“How do you like Mars, Pop?”
“Fine. Always something new. I made up my mind when I came here last year I wouldn’t expect nothing, nor ask nothing, nor be surprised at nothing. We’ve got to forget Earth and how things were. We’ve got to look at what we’re in here, and how different it is. I get a hell of a lot of fun out of just the weather here. It’s Martian weather. Hot as hell daytimes, cold as hell nights. I get a big kick out of the different flowers and different rain. I came to Mars to retire and I wanted to retire in a place where everything is different. An old man needs to have things different. Young people don’t want to talk to him, other old people bore hell out of him. So I thought the best thing for me is a place so different that all you got to do is open your eyes and you’re entertained. I got this gas station. If business picks up too much, I’ll move on back to some other old highway that’s not so busy, where I can earn just enough to live on and still have time to feel the different things here.”
“You got the right idea, Pop,” said Tomas, his brown hands idly on the wheel. He was feeling good. He had been working in one of the new colonies for ten days straight and now he had two days off and was on his way to a party.

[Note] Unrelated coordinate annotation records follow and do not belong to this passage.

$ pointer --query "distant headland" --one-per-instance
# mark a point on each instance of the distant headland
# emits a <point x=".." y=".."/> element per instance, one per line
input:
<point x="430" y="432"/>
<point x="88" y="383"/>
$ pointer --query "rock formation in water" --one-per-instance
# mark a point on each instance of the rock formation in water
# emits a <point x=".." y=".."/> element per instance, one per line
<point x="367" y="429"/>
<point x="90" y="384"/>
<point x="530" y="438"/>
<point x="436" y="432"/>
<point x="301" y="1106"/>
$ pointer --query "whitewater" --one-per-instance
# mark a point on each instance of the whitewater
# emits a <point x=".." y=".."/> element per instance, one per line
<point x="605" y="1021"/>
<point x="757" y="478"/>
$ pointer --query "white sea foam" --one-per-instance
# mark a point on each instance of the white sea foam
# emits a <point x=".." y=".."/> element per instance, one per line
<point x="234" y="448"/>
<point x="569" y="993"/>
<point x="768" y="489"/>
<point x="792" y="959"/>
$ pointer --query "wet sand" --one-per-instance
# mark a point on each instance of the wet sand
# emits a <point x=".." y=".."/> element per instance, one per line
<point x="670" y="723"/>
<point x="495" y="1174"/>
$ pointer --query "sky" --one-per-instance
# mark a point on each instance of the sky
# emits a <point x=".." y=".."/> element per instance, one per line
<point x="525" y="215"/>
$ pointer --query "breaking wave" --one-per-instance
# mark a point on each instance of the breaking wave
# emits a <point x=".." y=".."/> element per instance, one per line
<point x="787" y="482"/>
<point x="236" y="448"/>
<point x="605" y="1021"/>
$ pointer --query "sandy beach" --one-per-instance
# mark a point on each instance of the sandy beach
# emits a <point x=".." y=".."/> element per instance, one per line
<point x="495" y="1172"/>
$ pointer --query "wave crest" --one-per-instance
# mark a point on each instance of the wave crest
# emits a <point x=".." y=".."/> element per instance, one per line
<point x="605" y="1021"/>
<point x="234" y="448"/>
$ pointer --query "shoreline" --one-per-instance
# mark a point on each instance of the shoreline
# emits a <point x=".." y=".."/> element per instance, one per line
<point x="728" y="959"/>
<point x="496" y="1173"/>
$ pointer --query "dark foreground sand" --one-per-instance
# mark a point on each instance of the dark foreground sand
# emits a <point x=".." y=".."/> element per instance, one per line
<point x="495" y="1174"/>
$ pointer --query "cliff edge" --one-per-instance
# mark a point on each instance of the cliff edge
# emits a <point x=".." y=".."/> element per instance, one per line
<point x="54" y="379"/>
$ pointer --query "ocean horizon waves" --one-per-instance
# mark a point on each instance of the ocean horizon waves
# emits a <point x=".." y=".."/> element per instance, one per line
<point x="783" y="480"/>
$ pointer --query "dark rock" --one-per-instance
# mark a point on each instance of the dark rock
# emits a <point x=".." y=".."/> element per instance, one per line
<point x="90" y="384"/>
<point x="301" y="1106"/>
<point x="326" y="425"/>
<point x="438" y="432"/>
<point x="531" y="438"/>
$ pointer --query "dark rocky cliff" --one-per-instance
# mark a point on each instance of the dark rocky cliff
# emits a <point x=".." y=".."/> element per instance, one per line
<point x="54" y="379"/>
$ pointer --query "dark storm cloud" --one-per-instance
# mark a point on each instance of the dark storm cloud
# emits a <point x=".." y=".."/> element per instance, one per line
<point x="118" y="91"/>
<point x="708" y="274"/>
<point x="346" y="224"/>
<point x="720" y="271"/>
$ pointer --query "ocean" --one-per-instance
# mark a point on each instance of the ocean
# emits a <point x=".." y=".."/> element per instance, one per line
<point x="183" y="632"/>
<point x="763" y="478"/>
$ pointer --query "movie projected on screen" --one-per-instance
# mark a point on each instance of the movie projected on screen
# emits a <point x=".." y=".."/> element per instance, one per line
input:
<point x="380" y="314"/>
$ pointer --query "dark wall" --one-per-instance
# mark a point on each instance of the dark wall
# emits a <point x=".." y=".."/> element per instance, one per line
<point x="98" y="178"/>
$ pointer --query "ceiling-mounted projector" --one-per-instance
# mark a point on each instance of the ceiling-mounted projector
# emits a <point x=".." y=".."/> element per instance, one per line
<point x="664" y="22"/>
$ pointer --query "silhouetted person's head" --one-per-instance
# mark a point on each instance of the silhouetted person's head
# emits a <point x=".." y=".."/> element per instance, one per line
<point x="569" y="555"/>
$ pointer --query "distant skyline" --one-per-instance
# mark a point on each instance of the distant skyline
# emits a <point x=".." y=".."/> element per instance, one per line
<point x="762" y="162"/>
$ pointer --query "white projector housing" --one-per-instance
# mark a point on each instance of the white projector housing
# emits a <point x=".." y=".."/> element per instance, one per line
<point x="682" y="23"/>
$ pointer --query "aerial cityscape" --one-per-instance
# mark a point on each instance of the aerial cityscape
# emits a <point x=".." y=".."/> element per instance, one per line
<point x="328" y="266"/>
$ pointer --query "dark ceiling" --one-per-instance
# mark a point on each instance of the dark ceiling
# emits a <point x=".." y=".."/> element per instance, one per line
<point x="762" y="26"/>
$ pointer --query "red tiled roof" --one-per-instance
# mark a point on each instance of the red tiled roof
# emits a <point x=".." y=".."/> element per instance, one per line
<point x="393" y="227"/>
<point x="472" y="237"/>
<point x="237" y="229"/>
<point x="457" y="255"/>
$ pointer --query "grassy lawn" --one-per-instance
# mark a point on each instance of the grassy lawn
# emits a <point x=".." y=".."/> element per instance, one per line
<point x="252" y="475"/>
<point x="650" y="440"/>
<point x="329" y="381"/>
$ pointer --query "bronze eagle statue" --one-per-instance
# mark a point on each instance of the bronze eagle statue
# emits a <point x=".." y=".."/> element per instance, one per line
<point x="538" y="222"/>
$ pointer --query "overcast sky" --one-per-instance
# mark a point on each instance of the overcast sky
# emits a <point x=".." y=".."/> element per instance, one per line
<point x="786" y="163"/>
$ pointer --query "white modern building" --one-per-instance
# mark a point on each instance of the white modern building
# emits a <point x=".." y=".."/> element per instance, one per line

“I’m not surprised at anything any more,” said the old man. “I’m just looking. I’m just experiencing. If you can’t take Mars for what she is, you might as well go back to Earth. Everything’s crazy up here, the soil, the air, the canals, the natives (I never saw any yet, but I hear they’re around), the clocks. Even my clock acts funny. Even time is crazy up here. Sometimes I feel I’m here all by myself, no one else on the whole damn planet. I’d take bets on it. Sometimes I feel about eight years old, my body squeezed up and everything else tall. Jesus, it’s just the place for an old man. Keeps me alert and keeps me happy. You know what Mars is? It’s like a thing I got for Christmas seventy years ago — don’t know if you ever had one — they called them kaleidoscopes, bits of crystal and cloth and beads and pretty junk. You held it up to the sunlight and looked in through at it, and it took your breath away. All the patterns! Well, that’s Mars. Enjoy it. Don’t ask it to be nothing else but what it is. Jesus, you know that highway right there, built by the Martians, is over sixteen centuries old and still in good condition? That’s one dollar and fifty cents, thanks and good night.”
Tomas drove off down the ancient highway, laughing quietly.
It was a long road going into darkness and hills and he held to the wheel, now and again reaching into his lunch bucket and taking out a piece of candy. He had been driving steadily for an hour, with no other car on the road, no light, just the road going under, the hum, the roar, and Mars out there, so quiet. Mars was always quiet, but quieter tonight than any other. The deserts and empty seas swung by him, and the mountains against the stars.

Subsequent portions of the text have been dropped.